Detroit, Michigan, is not close enough to Pittsburgh to be considered the East or Mid-Atlantic or close enough to Chicago to be considered Midwest. We sit in that in-between part of the country that folks think it’s easy to overlook. But what they don’t know is there are artists living here.
It is hard to do theatre in Detroit. Not as hard as learning to walk after a double amputation, but it’s really hard. In Michigan, we’ve seen huge cuts in state funding over the last fifteen years. At the same time, foundations and corporate support declined along with individual giving to the arts. Detroit’s never had a major arts funder similar to the Pew Charitable Trust or the Doris Duke Foundation. Arts funding is given by many of the local foundations but without serving as any of their primary missions. Some foundations got out of arts funding all together. So when all of these cuts hit, it was pretty hard to take. This was especially difficult since many of our largest organizations didn’t have significant endowments to fall back on. All of these reductions meant that the small amount of money remaining went to the largest groups, while the rest of us had to fight over very limited funding in a harsh environment.

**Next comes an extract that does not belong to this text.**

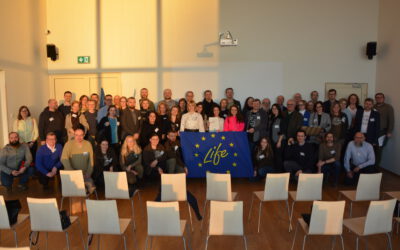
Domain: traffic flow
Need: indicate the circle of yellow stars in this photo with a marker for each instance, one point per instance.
(234, 164)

But there is something in the water here in Detroit—It can be additive, too. This community is fertile ground for the development of phenomenal artists. This city and region has given birth to a huge number of our best and most influential theater artists. Detroiters such as Broadway director and shepherd of playwrights Lloyd Richards, five-time Tony Award winning actress Julie Harris, the “People’s Playwright” Ron Milner, along with Woodie King Jr., Elaine Stritch, and George C. Scott are part of a generation that left their mark on the American Theater. And two-time Tony Award winner Sutton Foster and three-time Tony Award nominee David Alan Grier are among a modern generation keeping that tradition going.
All of this talent has been developed without a major regional equity theater ever existing in the region. We have only one LORT in the entire state, Meadow Brook Theatre, but it’s never had the national reputation or local impact that the Guthrie or the Goodman Theatres have. The fact that we keep on producing this caliber of artist without a large regional theater says more about the people here than most folks around the country may know.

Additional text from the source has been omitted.